略歴: 文筆稼業。1963年東京都生まれ。「キネマ旬報」「月刊スカパー!」「DVD&動画配信でーた」「シネマスクエア」などで執筆中。近著(編著・執筆協力)に、『伝説の映画美術監督たち×種田陽平』(スペースシャワーブックス)、『寅さん語録』(ぴあ)、『冒険監督』(ぱる出版)など。
近況: またもやボチボチと。よろしくお願いいたします。
人はついつい先入観を持つ。ここでまた、「クライマックスはインド三大祭りのひとつ、“ドゥルガー・プージャー”のエキサイティングな祝祭空間で、それは単なるローカリズムではなく本質的なテーマを宿している」などと記すと余計な先入観を与えてしまうのでは……と構えてしまう。でもきっと大丈夫。この映画、ミスディレクションと広げに広げた“大風呂敷”の畳み方にワザがあり、「先入観を持った自分ごと」、最後はひっくり返されるのが心地よいのだ。キーとなる危険人物の名は“ミラン・ダムジ”。その語感がイカしてる。脳裏に引っかかって、心の中にぶらさがる。あの“カイザー・ソゼ”という魅惑の響きを初めて耳にした時のように。

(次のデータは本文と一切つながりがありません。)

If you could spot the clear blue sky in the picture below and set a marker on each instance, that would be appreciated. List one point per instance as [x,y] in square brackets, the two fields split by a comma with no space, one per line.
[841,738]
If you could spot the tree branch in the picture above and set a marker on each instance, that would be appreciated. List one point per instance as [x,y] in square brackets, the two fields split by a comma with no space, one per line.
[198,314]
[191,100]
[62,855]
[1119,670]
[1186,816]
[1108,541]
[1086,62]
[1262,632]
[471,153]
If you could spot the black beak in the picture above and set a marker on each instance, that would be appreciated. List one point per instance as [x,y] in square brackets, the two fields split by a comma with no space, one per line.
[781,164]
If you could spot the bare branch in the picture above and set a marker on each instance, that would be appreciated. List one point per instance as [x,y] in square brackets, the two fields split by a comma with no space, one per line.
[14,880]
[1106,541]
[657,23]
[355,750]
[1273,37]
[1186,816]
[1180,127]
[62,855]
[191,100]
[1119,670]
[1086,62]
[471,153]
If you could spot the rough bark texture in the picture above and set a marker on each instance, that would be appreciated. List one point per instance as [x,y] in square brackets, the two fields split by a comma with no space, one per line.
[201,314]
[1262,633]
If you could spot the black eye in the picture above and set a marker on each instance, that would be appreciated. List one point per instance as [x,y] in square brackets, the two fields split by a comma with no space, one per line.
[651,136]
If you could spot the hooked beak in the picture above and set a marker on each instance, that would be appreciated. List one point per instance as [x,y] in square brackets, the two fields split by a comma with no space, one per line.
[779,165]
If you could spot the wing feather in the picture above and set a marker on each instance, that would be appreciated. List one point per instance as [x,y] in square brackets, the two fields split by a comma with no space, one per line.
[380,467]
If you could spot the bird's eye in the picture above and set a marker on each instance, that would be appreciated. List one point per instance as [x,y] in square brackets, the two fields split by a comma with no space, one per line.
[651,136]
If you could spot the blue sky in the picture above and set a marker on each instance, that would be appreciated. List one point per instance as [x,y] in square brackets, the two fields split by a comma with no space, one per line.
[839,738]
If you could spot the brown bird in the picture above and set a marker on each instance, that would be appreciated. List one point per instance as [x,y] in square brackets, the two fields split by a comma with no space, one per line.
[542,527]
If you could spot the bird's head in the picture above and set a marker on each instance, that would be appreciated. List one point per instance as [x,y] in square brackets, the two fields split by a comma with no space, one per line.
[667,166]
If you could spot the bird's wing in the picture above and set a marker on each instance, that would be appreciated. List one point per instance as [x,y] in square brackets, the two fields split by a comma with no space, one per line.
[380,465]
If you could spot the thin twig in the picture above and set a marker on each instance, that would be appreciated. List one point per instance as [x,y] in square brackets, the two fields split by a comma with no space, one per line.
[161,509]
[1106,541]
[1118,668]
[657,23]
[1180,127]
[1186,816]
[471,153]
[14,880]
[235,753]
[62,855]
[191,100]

世界の片隅で“ホーム・アローン”となっちまった男の悲喜劇。だから友人として『ホーム・アローン』シリーズのガキ大将、バズ兄ちゃんのデヴィン・ラトレイが出てくるわけだな……ってチト強引か? 男はあれよあれよと復讐という名の“因果鉄道”に乗ってしまうのだが、それにしても銃器オタク役のラトレイ、敵対するホワイトトラッシュな一家の面々など、登場するのは特殊漫画家・根本敬先生が好んで描くところの「イイ顔」した人たちばかり。で、主人公だけがヤバくなく、坊ちゃん顔。よい組み合わせだ! ジャンル映画をよく知ってるからこそ、その道の裏をかくのが巧い。監督・脚本・撮影ジェレミー・ソルニエの名は覚えておいて損なし。
息子が遺した数々の楽曲と相対し、無謀にもギター1本でそれを唄い継ごうとしている父親……のシンプルなストーリーかと思いきや、絵画でいえばトリックアート的な趣向が施されており、エンディングを迎えるともう一回冒頭から観たくなる。不意の“映画の告白”は、痛く、苦く、「彼は一体これまで、どんな心境で唄っていたのだろうか」と黙考させる。初監督のウィリアム・H・メイシー、やりおりますな~。オリジナルでつくられた曲と、ひとつひとつに命を与えたB・クラダップ、A・イェルチン、ナイスパフォーマンス! “下地”がしっかりしているので、「核心の部分」が平面から立ち上がってくるように見えるのだ。
映画監督もスナイパーも、shootingに失敗は許されない。というのは建前で、実際には的を外してしまうこともあるだろう。終盤、毎度のごとく、イーストウッド監督は強調/転調したい場面でスローモーションを用いているのだが、これには最初、違和感があった。が! そのスローモーションで描かれた時間が、“軍人クリス・カイル”の最後の絶頂で、また「内なる戦争」へと転調してゆく導入剤にもなっており、会得した。国外では自分の影のような狙撃手に襲われ、帰国しても(無数にいる)己の分身と向き合わざるを得ない兵士のもがき。羊を狼から守る番犬になろうとしてドッペルゲンガーに蝕まれていく男の、人間の、普遍的な物語。
深い闇の奥へ、奥へと絡めとられてゆく雑誌記者。言うなれば、暴君カーツ大佐を仕留めようとし、平衡感覚を失っていくウィラード大尉の“旅”を描いたあの『地獄の黙示録』みたいな映画。「獄中の死刑囚の告白」という厄介な物件に顔を突っ込み、そのウラ取りに血道を上げていくうちに、世の裏も表も反り返ってグッチャグチャになるわけである。
充実のキャストで白熱の“人間ドキュメント”を映しだした白石和彌監督。この力ワザは大いに称えられるべき。むろん、各スタッフ陣も(とりわけ、映画のもうひとりの主人公たる“荒涼とした風景”を現出させてみせたベテラン美術監督・今村力の仕事ぶり!)。
単なる事件の再現に終わらず、その語り口、場面構成はかなり大胆だ。パズルのピースを行儀よく並べるのではなく、記者がピースを手にとり、繋ごうと試行錯誤するときに脳内に流れるシナプスの感触を“画”にしようとしているのだ。野郎どもの禍々しいコントの底部に確かなベース音を響かせる女性たちのドラマにも注目したい。結果、凄惨な入り口からは想像もしなかった出口へ──と観る者は拉致られるのだが、この飛躍力こそが映画(の醍醐味のひとつ)だと思う。